Bourla and other executives alluded to this in describing "misaligned incentives" in the US health system that expose patients to high costs. Some of their suggestions for improvements on Tuesday included limits on the out-of-pocket costs seniors face in the government's Medicare Part D program, which covers prescription drugs.
Chuck Grassley, the Republican senator from Iowa who leads the Senate Finance Committee, indicated in his opening remarks that he's tired of efforts to deflect responsibility.
"We cannot allow anyone to hide behind the current complexities to shield the true cost of a drug," he said.
"We've all seen the finger pointing.
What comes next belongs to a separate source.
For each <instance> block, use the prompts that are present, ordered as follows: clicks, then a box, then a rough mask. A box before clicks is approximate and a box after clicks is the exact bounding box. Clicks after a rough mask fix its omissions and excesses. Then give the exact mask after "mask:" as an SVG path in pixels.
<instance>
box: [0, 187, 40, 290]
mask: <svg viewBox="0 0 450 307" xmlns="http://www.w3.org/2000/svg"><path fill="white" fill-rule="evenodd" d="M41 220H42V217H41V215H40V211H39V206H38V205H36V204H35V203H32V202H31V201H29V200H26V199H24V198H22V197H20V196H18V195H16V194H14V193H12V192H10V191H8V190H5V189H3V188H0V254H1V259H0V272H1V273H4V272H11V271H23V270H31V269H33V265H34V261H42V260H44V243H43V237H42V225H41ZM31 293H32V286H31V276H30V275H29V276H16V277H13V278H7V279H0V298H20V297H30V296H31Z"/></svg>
Every link in the supply chain has gotten skilled at that, " he said. "But, like most Americans, I'm sick and tired of the blame game. It's time for solutions."Read more: Congress will grill 7 top pharma executives over the high cost of drugs tomorrow. Here's how they're set to shift the blame.
Sanofi CEO Brandicourt used insulin, a lifesaving product for individuals with diabetes, as an example of broader problems with the healthcare system.
A lifesaving product gets scrutinized
The product has been of particular interest to patients and lawmakers. It was a focus of the Senate Finance Committee's prior drug price hearing, and of a bipartisan investigation launched on Friday by the two leaders of the committee, Grassley and Ron Wyden, an Oregon Democrat.
Insulins have been sold for decades and the market for the treatment should be competitive, with many drugmakers selling it. But that hasn't stopped prices from skyrocketing in recent years.
Sanofi makes the top-selling long-acting insulin Lantus, the price of which CEO Olivier Brandicourt defended on Tuesday, according to planned remarks. Though average patient out-of-pocket costs on Lantus have risen, Sanofi's own take-home has declined since 2012, he said. The drugmaker has said that discrepancy is due to the rebates it pays middlemen.
Analysts at Cowen said that while the hearing "will likely be great theater," they expect little concrete action from Washington to bring down the cost of drugs.
A big drug pricing deal "gives President Trump a win on an issue Dems have called their own for more than a decade, particularly ahead of the 2020 elections," they said.